2. Mother should be reassured that the condition is self limiting and requires no treatment. The diagnosis can be confirmed by suspension of breastfeeding for 24-48 hours which will result in a fall of serum bilirubin. In this situation temporary expression of milk will maintain lactation.
3. The most common cause is haemolytic jaundice especially ABO blood group incompatibility.
4. Beware of conjugated bilirubin which is pathologic and indicates biliary atresia in the newborn. Also consider neonatal hepatitis.


Unexplained stroke in a healthy adolescent

A 15  year old schoolgirl who had been in perfect health was found in the early hours of the  morning, collapsed on the floor of her bedroom, Her parents had been woken by a loud noise (presumably due to her falling) and had found her lying on the floor unable to speak or move.

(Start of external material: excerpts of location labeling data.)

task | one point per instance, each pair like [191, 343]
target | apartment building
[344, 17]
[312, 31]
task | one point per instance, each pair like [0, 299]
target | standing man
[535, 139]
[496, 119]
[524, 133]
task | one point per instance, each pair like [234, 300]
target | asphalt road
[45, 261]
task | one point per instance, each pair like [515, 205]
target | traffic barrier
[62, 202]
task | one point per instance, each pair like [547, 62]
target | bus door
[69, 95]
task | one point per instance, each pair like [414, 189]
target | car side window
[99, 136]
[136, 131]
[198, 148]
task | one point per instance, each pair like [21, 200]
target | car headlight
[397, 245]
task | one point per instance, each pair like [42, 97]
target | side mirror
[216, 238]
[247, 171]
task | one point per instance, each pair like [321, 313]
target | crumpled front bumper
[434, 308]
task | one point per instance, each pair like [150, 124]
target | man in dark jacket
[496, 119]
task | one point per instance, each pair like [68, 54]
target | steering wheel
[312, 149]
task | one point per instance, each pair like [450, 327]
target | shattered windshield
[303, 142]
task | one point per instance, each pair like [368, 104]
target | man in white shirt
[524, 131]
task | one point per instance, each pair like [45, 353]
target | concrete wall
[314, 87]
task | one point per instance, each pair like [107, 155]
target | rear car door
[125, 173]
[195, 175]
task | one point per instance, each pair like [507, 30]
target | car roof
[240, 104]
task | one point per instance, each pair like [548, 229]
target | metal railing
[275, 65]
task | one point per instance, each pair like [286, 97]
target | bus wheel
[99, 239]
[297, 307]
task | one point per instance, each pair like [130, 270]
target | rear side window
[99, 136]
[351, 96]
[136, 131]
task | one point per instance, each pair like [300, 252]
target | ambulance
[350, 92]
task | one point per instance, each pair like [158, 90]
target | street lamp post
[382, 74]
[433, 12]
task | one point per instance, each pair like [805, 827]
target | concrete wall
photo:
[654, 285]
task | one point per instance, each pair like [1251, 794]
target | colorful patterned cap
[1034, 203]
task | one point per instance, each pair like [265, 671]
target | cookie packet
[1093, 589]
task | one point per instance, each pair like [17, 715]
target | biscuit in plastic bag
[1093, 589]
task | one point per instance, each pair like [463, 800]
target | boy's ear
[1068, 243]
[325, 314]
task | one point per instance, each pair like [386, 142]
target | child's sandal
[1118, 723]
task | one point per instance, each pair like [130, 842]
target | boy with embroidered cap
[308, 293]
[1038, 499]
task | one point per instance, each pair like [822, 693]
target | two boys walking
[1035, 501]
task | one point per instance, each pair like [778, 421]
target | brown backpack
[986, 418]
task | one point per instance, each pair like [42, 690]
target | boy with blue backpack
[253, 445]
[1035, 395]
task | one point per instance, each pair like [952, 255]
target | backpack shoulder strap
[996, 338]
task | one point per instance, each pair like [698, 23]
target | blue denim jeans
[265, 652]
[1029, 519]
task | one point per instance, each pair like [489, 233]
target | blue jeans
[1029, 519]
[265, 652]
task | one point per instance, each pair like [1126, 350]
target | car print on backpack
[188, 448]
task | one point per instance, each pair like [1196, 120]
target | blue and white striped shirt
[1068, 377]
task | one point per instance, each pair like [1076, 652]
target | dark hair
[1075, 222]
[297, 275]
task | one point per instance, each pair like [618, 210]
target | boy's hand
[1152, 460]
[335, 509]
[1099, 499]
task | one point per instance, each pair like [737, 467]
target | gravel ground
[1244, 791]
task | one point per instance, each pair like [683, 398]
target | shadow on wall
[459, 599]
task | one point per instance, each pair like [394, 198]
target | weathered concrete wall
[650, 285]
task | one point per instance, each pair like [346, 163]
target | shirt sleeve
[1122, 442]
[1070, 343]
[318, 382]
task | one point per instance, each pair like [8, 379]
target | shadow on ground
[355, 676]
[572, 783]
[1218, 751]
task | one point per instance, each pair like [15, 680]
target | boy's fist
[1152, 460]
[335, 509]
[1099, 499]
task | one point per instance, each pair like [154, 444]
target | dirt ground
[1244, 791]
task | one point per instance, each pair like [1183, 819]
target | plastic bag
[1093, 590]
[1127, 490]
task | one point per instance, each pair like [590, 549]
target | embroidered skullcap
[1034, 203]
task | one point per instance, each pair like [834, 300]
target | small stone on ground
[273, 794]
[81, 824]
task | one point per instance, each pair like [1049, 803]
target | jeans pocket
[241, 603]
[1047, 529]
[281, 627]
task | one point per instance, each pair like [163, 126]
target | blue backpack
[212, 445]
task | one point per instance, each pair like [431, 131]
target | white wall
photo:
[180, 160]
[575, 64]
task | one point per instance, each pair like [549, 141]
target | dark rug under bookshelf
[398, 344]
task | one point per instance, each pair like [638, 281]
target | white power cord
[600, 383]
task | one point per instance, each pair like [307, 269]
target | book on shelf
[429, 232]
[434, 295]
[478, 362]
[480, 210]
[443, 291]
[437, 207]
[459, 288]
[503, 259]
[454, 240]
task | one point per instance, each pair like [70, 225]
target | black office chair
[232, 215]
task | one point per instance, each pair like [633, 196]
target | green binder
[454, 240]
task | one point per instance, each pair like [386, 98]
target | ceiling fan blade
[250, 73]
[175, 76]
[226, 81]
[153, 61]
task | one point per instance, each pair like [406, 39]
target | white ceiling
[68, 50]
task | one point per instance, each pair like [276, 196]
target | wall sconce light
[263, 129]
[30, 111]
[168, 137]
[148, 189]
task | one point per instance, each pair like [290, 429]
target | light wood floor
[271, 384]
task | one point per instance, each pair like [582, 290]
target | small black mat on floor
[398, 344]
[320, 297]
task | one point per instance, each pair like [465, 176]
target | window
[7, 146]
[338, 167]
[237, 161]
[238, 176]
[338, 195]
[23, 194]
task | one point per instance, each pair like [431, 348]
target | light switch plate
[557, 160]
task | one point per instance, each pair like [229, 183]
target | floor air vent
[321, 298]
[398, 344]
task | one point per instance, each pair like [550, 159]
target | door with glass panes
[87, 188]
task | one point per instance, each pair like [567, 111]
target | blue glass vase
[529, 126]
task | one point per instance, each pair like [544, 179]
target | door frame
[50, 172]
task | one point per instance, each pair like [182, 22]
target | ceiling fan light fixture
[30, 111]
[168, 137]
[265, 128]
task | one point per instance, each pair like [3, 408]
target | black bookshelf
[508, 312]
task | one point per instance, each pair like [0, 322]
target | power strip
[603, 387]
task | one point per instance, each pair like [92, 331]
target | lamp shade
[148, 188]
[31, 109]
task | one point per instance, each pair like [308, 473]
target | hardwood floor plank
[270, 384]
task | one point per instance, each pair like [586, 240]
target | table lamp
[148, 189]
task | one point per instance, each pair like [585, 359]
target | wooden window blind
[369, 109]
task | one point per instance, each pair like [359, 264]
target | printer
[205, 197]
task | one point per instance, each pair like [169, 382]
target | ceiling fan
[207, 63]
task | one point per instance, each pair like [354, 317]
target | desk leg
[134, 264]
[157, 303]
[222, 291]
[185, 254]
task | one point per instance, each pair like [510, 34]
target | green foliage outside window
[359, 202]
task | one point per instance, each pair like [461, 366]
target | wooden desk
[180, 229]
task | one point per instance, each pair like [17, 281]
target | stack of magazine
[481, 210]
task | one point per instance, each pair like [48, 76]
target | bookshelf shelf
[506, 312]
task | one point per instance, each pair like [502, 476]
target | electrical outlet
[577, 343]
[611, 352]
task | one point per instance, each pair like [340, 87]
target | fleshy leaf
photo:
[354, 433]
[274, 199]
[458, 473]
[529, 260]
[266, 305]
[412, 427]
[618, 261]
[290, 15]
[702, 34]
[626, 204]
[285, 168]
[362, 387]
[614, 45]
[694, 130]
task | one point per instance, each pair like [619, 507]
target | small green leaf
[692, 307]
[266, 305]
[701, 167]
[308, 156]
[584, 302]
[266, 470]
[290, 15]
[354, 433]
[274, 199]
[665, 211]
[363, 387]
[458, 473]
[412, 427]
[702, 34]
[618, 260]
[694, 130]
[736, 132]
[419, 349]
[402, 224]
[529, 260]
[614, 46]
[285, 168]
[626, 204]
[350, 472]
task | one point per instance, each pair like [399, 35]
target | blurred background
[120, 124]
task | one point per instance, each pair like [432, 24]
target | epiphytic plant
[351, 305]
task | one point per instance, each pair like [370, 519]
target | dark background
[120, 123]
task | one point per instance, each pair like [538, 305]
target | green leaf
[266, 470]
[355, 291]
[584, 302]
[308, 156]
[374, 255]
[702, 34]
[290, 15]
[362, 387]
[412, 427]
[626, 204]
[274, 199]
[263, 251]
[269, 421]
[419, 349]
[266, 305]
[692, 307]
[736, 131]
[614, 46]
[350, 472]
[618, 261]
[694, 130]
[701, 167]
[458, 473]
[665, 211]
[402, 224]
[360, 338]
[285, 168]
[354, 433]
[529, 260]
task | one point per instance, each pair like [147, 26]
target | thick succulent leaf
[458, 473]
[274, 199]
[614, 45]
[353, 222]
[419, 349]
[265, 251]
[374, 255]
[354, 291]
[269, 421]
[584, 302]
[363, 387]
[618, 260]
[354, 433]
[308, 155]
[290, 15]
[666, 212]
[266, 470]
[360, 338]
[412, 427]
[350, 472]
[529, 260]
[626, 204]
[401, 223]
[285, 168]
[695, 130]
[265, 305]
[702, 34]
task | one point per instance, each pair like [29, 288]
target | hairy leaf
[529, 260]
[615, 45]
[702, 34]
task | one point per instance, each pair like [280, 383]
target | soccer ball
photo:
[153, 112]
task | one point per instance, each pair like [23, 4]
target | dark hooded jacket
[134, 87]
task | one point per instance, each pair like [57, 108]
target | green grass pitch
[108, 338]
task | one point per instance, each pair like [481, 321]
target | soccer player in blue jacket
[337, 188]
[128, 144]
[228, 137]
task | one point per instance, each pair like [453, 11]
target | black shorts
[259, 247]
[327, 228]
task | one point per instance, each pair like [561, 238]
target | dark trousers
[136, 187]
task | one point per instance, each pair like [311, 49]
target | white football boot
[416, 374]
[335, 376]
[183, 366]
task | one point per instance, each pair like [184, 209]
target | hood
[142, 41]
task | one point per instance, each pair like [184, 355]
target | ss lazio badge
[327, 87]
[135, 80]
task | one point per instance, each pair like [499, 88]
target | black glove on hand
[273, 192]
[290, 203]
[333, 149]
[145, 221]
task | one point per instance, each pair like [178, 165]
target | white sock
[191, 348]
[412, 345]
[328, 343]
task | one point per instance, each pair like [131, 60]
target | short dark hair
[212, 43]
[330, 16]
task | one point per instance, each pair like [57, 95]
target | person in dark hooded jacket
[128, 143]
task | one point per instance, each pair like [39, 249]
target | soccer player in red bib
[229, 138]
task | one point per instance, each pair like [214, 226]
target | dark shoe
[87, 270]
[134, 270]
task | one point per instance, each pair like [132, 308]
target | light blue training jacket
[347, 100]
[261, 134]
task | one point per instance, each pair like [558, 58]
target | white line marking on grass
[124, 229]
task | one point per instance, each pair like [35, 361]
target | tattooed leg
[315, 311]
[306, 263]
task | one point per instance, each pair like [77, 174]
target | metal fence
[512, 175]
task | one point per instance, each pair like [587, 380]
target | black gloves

On examination during a home visit she was lying stuporose on the floor, unable to speak or understand the spoken word. She had a dense right hemiparesis involving the arm, leg and face and swallowing was impaired. There was no neck stiffness. Cardiac examination was normal. There was no evidence of bruits in the neck, ocular fundi were normal.

The patient was transferred to hospital by ambulance where she underwent investigation.   There was no evidence of emboli or blood in the urine. Routine haematology and urine tests, ECG and chest X-ray were all normal.

Questions:
1. What could be an explanation of this unusual presentation?
2. What further investigations are appropriate in this girl?

Answers:
1. This adolescent girl has a paradoxical embolus also called cryptogenic stroke. It can occur with a patent foramen ovale, atrial septal defect or ventricular septal defect.
2. Further investigations  in this person included a CT scan of the brain, angiography and tests for thrombophilia including lupus anticoagulation screen. These tests revealed cerebral infarction but no haematological disturbances, however a transoesophageal echocardiograph using a contrast demonstrated right to left shunting through a large patent foramen ovale. The defect can be closed with a percutaneous image guided 'umbrella' device.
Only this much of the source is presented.